US traffic increases by 19% from 2008 to 2017; Stewart was fastest expanding airport last year, Cuba leads international growth race
There were 965 million passenger enplanements on flights serving US airports in 2017, according to the Bureau of Transportation Statistics. This was 3.4% up on 2016 and 19% more than the 812.7 million passengers handled in 2008. The domestic market has traditionally dominated departures boards at US airports and in 2017, internal flights accounted for 77% of all traffic.

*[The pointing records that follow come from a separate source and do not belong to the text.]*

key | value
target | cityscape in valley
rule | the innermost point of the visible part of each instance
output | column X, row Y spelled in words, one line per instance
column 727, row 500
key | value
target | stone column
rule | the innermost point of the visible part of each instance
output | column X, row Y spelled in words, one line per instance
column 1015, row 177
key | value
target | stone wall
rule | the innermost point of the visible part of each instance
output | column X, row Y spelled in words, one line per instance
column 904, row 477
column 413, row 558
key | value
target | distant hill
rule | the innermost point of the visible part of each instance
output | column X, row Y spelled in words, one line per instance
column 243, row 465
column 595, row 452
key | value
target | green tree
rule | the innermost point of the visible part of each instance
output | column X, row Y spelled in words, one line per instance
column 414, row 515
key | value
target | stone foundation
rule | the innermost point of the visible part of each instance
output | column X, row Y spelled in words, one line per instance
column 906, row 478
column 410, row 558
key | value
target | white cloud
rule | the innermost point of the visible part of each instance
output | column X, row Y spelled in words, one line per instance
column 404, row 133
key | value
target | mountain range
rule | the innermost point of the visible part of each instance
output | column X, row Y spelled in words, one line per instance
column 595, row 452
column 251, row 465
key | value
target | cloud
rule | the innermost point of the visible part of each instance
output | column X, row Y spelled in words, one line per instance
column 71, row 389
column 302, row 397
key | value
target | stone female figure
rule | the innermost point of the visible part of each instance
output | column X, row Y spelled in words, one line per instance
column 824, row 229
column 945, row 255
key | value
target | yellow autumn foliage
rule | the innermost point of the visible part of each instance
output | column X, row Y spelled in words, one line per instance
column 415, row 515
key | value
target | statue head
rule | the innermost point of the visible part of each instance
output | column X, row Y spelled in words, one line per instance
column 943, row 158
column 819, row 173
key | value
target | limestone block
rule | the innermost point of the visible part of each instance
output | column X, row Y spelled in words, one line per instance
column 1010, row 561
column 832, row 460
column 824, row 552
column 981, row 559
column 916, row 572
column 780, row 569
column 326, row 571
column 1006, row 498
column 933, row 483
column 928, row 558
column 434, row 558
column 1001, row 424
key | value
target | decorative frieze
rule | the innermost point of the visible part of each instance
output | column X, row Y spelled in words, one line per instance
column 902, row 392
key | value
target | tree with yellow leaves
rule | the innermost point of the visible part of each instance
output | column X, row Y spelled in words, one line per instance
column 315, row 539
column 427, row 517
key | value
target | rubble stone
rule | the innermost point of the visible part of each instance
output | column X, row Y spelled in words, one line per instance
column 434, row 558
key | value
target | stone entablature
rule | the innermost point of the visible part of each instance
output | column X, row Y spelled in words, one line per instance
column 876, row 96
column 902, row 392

US domestic market up 14% over past 10 years
There were 651.7 million passenger enplanements on domestic services in the US in 2008. This had risen to 741.6 million by 2017, representing a 14% increase in traffic. The only year-on-year decline in domestic passenger numbers over the past 10 years took place at the height of the global recession in 2009, when internal traffic dipped by 5.2%. Since then, the US domestic market has enjoyed eight back-to-back years of growth.Traffic subsequently increased by 20% from 2009 to 2017. During this period the average year-on-year growth rate was 2.3%, and the largest single annual increase was 5.0% in 2015.
An analysis of the most established domestic routes in the US market – classified here as those with a minimum of 100,000 one-way seats in 2016 – reveals that the fastest growing of these links in 2017 was the Floridian connection between Fort Lauderdale and Orlando, which enjoyed an 83% boost in capacity last year. This was due to the return of Southwest Airlines on the inter-state route, with the LCC having previously operated the sector until 2013.

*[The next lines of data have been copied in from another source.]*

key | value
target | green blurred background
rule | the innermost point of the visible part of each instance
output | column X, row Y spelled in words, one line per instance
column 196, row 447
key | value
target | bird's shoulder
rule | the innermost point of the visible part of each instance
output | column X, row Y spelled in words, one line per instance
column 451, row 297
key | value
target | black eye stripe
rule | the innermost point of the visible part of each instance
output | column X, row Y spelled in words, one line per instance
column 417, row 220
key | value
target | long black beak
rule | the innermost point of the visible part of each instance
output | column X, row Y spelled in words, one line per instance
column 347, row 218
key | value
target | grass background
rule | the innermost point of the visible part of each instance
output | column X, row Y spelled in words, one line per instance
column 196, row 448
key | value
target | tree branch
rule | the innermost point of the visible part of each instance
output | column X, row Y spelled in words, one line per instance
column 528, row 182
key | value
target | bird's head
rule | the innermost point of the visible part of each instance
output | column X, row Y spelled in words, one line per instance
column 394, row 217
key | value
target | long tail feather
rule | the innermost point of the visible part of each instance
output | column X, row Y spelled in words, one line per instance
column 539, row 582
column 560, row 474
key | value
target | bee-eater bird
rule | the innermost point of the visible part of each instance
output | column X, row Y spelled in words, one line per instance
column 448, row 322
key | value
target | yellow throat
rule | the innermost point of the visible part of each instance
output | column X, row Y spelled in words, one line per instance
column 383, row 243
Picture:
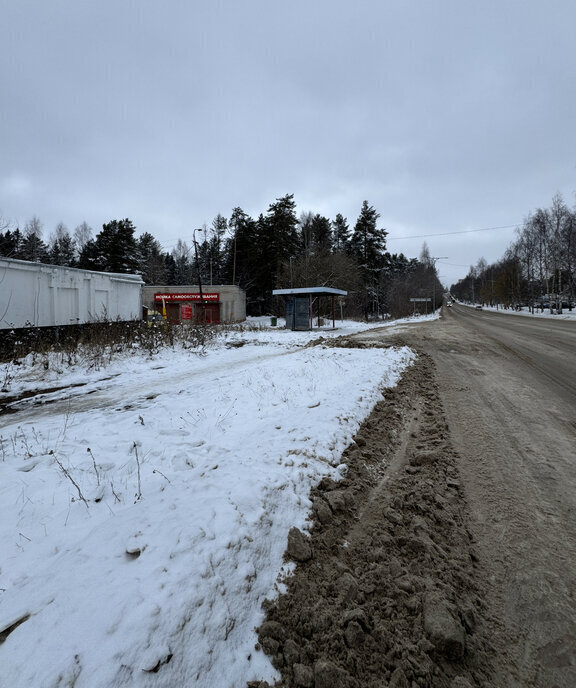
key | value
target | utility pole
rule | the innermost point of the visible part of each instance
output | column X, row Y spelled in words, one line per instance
column 203, row 310
column 434, row 259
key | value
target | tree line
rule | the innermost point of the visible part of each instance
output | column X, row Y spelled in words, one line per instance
column 278, row 249
column 537, row 270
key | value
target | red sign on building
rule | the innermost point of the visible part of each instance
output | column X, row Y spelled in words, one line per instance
column 172, row 298
column 185, row 312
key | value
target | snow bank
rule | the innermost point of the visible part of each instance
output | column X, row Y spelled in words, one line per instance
column 144, row 515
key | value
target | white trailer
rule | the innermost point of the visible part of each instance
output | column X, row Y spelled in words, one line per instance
column 40, row 295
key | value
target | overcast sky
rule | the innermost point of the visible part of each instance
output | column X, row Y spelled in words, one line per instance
column 446, row 116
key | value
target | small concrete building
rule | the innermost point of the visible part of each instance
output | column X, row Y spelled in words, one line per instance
column 220, row 303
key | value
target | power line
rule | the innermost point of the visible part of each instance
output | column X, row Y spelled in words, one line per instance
column 462, row 231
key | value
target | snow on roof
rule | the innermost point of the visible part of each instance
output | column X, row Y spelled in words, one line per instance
column 309, row 290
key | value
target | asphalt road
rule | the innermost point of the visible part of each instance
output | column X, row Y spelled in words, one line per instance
column 508, row 387
column 546, row 345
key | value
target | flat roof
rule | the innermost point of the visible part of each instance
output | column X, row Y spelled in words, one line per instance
column 301, row 291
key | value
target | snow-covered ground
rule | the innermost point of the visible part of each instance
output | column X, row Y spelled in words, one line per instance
column 144, row 513
column 565, row 315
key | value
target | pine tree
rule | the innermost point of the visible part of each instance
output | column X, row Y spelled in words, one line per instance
column 116, row 248
column 150, row 259
column 242, row 251
column 321, row 233
column 368, row 243
column 277, row 242
column 11, row 244
column 62, row 250
column 32, row 247
column 341, row 233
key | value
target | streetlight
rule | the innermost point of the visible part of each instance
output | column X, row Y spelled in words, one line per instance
column 434, row 259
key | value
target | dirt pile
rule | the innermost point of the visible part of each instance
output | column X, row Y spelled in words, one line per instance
column 387, row 591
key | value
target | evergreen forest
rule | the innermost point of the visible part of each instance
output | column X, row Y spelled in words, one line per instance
column 278, row 249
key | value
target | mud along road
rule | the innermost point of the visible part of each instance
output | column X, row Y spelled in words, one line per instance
column 447, row 558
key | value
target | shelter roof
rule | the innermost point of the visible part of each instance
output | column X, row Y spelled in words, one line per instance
column 304, row 291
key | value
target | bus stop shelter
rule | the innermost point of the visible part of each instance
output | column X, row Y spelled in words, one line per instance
column 300, row 305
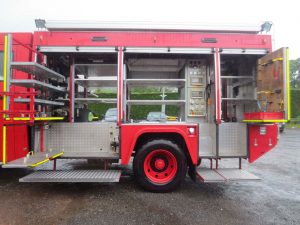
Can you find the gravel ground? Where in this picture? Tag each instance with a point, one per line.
(273, 200)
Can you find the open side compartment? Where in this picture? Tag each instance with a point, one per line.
(272, 82)
(167, 87)
(255, 88)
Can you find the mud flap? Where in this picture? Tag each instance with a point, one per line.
(224, 175)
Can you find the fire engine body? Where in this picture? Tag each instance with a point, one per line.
(231, 90)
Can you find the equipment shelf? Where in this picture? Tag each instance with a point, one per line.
(155, 102)
(156, 82)
(37, 85)
(39, 101)
(37, 70)
(107, 81)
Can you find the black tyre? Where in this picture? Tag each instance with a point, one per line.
(160, 166)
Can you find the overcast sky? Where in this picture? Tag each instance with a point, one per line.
(19, 15)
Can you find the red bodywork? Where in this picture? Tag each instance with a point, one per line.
(260, 142)
(153, 39)
(19, 148)
(131, 132)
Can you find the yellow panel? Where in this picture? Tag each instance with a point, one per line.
(36, 118)
(265, 121)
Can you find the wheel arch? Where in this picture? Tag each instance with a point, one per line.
(171, 136)
(132, 137)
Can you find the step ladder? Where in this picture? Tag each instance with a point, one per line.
(223, 175)
(74, 176)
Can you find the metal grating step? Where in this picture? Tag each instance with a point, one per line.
(224, 175)
(74, 176)
(33, 160)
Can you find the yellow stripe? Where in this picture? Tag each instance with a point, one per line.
(4, 98)
(57, 155)
(288, 82)
(265, 121)
(36, 118)
(39, 163)
(277, 59)
(46, 160)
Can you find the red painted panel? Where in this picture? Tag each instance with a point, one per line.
(261, 142)
(17, 136)
(131, 132)
(264, 116)
(152, 39)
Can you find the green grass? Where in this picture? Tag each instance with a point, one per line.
(292, 125)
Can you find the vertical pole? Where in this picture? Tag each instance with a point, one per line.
(6, 83)
(163, 106)
(54, 165)
(217, 86)
(71, 91)
(41, 138)
(4, 100)
(120, 85)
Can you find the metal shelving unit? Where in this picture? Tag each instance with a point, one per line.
(180, 83)
(155, 102)
(92, 82)
(37, 85)
(37, 70)
(38, 101)
(90, 100)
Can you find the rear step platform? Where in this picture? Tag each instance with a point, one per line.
(224, 175)
(73, 176)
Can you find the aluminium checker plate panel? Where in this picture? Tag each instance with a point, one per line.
(86, 140)
(73, 176)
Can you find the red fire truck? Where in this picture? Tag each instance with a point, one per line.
(223, 87)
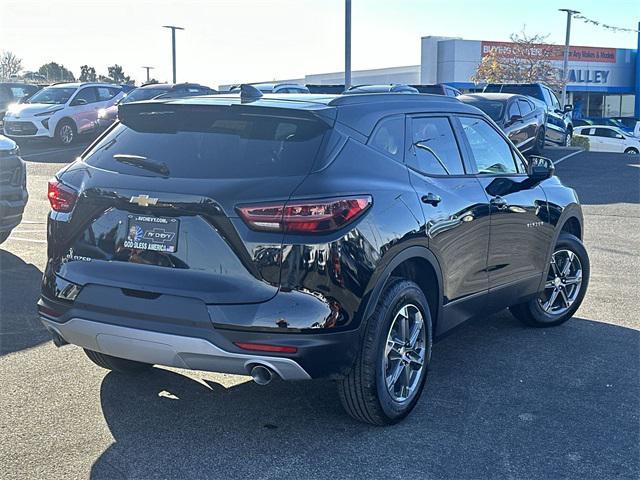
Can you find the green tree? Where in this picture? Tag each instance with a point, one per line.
(10, 64)
(87, 74)
(55, 72)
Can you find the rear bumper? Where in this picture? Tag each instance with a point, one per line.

International traffic grows by more than one-third since 2008
There were 161.0 million passengers on international flights to and from the US in 2008. This grew to 223.4 million passengers in 2017, representing a 39% increase in overseas traffic. As with the domestic market, the only year-on-year decline took place in 2009 as the global economic downturn took hold. There then followed eight year-on-year increases international traffic. The average annual growth rate over this period was 3.5% and the largest single boost in passengers was the 6.0% increase witnessed in 2015. International traffic has enjoyed stronger percentage growth than domestic services in the US market over the past 10 years. The proportion of all US passengers taking an international flight has subsequently increased from 20% in 2008 to 23% last year.

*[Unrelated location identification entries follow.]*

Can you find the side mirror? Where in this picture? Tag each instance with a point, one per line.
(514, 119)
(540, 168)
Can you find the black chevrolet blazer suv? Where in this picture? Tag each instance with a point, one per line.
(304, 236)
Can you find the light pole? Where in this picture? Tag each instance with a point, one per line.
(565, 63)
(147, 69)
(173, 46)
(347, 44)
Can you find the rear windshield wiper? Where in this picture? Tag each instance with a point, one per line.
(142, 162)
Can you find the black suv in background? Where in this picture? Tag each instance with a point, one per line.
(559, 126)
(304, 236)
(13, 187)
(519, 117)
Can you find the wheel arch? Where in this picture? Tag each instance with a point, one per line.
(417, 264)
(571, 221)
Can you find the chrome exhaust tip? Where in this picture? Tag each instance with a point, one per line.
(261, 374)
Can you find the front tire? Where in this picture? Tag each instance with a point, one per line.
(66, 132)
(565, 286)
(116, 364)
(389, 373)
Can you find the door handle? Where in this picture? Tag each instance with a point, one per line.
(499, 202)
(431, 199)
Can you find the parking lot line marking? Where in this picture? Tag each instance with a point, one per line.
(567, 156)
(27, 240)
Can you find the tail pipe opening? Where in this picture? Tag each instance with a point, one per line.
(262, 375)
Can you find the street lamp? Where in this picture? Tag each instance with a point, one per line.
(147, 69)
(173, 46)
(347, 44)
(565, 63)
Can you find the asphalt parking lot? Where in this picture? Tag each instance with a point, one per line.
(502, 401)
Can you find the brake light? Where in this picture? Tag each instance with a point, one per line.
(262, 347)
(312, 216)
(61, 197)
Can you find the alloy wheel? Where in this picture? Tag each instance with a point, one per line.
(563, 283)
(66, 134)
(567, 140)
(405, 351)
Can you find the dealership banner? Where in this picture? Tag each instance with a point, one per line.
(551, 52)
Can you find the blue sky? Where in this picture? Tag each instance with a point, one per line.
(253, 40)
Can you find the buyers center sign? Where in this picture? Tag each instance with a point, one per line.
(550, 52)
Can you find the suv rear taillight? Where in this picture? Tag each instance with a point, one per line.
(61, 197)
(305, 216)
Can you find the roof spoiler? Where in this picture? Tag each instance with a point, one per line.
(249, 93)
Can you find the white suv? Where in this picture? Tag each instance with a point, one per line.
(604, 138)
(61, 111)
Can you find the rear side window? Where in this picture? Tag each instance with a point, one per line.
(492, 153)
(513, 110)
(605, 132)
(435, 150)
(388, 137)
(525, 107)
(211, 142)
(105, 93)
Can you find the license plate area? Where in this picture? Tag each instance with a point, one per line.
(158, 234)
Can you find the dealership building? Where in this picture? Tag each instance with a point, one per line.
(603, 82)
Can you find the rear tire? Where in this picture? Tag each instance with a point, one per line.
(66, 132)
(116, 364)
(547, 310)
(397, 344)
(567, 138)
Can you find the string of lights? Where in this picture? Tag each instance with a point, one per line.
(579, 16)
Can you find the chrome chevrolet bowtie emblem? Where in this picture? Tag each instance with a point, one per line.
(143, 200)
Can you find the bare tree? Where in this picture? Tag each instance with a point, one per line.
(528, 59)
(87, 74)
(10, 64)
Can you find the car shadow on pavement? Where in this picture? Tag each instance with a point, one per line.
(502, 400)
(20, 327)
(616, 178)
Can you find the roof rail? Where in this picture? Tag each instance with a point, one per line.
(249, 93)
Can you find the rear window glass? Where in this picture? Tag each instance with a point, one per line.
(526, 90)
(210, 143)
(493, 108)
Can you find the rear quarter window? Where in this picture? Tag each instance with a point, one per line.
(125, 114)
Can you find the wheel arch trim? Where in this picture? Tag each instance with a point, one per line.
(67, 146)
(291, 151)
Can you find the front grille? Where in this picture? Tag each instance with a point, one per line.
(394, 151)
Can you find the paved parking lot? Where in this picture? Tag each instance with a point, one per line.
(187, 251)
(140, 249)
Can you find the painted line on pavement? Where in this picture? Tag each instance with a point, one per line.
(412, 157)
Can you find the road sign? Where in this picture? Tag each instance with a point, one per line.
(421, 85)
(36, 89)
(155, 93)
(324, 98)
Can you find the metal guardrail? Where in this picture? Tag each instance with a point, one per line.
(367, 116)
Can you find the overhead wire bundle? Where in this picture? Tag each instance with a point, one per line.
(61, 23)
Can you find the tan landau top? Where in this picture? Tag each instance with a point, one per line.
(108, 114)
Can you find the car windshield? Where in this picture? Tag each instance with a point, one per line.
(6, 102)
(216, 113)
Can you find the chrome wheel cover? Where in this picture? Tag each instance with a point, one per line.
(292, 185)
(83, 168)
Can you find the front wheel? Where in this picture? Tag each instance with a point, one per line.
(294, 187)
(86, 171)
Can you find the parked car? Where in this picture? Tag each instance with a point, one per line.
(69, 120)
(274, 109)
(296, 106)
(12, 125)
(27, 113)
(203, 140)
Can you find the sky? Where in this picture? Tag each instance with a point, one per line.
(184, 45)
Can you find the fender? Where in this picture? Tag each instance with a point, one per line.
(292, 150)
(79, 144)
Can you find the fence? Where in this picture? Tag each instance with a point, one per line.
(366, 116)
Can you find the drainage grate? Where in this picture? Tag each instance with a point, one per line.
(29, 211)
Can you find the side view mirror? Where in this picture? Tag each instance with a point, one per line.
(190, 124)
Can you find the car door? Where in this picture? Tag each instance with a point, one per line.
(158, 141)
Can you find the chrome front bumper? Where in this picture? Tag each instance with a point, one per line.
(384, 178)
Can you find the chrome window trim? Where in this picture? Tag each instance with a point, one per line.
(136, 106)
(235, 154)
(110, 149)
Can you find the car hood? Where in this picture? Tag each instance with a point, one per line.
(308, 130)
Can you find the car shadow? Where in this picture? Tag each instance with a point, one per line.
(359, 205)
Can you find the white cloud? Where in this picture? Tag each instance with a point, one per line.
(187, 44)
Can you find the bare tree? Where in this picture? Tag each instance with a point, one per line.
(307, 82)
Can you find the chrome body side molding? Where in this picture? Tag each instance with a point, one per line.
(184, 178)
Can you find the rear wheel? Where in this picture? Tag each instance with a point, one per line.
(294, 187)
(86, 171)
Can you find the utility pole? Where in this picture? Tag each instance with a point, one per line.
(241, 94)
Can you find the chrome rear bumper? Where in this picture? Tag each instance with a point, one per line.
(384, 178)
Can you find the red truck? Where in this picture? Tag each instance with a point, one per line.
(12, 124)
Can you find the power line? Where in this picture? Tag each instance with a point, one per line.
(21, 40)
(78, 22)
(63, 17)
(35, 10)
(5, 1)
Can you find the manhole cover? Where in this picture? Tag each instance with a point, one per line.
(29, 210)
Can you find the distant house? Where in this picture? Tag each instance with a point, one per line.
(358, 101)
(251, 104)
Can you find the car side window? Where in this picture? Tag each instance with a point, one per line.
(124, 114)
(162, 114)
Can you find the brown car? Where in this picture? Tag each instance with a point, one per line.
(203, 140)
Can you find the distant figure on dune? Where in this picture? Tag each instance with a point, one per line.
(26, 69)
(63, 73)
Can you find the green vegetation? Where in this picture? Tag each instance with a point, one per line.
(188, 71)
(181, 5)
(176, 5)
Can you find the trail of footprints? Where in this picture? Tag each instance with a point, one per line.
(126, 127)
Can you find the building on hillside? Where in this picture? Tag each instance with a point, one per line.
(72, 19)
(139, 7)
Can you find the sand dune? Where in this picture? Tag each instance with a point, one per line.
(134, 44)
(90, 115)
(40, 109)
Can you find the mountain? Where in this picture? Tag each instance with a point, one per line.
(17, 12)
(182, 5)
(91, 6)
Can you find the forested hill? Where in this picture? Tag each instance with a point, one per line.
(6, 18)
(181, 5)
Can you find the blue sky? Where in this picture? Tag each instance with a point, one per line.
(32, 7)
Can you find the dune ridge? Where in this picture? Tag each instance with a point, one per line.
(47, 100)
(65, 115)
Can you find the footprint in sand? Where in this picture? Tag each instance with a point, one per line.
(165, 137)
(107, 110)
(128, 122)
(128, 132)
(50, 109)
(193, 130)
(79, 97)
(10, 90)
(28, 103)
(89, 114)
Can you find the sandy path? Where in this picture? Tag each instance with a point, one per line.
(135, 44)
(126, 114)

An examination of the most established international routes in the US market (those with a minimum of 100,000 one-way seats in 2016) shows that the fastest growing sector in 2017, was Dublin to New York Newark. This transatlantic link enjoyed an 86% increase in one-way seats last year as Aer Lingus ramped-up its year-round operation on the route, having only commenced operations on the sector in September 2016.
Stewart rides low-cost wave
OAG data suggests that up to 701 US airports welcomed at least one scheduled service in 2017. Clearly some of these were small facilities with irregular or one-off flights, but 245 offered 100,000 departing seats or more. An analysis of the more established airports (those with a minimum of 100,000 departing seats in 2016) reveals that 174 of these saw an increase in scheduled seats last year. The strongest growth among these airports came at Stewart, where capacity was up 65% due in the main to the introduction of five new low-cost transatlantic links from Norwegian. The largest airport to make the top 12 growth list was Long Beach in California, which provided more than 2.4 million departing scheduled seats last year.
Outside of the more established airports, a further 464 saw at least one scheduled flight in 2016 but fewer than 100,000 departing seats. Two of these facilities which experienced notable growth last year were Concord (65% more seats) and Belleville (58% more), with both airports enjoying an increase in capacity from Allegiant Air. This resulted in each facility offering more than 140,000 departing seats in 2017.
Mexico displaces Canada as #1 in 2017
There were scheduled flights to 108 different countries from the US in 2017, although some of these international markets were only served with limited or irregular services. The largest country market from the US last year was Mexico, which displaced Canada as the leading international destination. Despite a 17% increase in the seats available to its North American neighbour from 2008 to 2017, Canada’s share of international capacity from the US dropped from 14% to 13% over this period, with Mexican services seeing stronger growth.
A review of the more established international markets reveals that 79 were served with a minimum of 100,000 one-way seats in 2016, with 58 of these enjoying an increase in capacity last year. The strongest growth came on services to Cuba, with seat numbers to the Caribbean island up 380% due to the Obama administration’s decision to allow US airlines to operate scheduled flights between the two countries for the first time in many years, as part of a widely reported restoration of diplomatic relations. Seven of the top 12 fastest growing international markets last year were in Europe, with two in the Asia Pacific region, two in the Americas and one in Africa.
There were a further 26 international markets served by fewer than 100,000 one-way seats in 2016, with 14 of these welcoming an increase in capacity in 2017. The largest increase among these countries came on services to Singapore, with seat numbers to the Asia Pacific city state increasing by 180%, to more than 200,000 last year. This was due to Singapore Airlines and United Airlines offering more seats on services from San Francisco, plus the latter’s introduction of a connection from Los Angeles.